Anyway, let me resend it again.


Dear buddies,

I am using ruby to run some map reduce job in hadoop streaming.
Unfortunately, we have some dirty data which have invalid byte sequence as
the input. So while running things like

line.chomp.split("\t")

I will get  errors like
:in `split': invalid byte sequence in UTF-8 (ArgumentError)

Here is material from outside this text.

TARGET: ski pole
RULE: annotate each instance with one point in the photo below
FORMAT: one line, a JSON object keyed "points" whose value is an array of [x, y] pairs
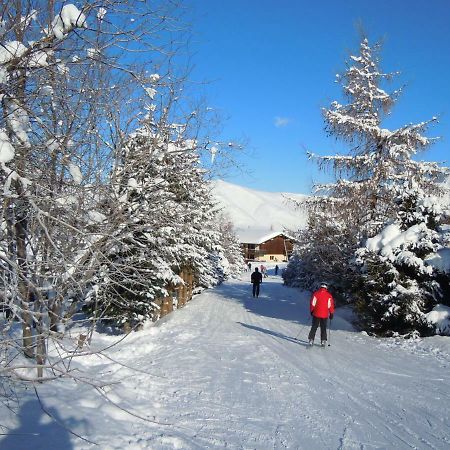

I searched a little bit and try to use iconv to ignore the invalid sequence
by

if !line.valid_encoding?
      ic = Iconv.new('UTF-8//IGNORE', 'UTF-8')
      line = ic.iconv(line)
end

It resolve most of the invalid lines but will still a couple of line will
have the same error.

I am wondering if there is a way I could let the string.split() worked in
ruby1.9 with invalid character sequences?

Thanks in advance

Best wishes,
Stanley Xu



On Tue, Mar 22, 2011 at 11:09 PM, Robert Klemme
<shortcutter / googlemail.com>wrote:

> On Tue, Mar 22, 2011 at 3:30 PM, Stanley Xu <wenhao.xu / gmail.com> wrote:
> > Sorry, I just mis-sent the half-typed mail by a short-cut in gmail.
> >
> > I just resent a mail to described the problem.
>
> Did you?  I can't seem to find it.
>
> Cheers
>
> robert
>
> --
> remember.guy do |as, often| as.you_can - without end
> http://blog.rubybestpractices.com/
>
>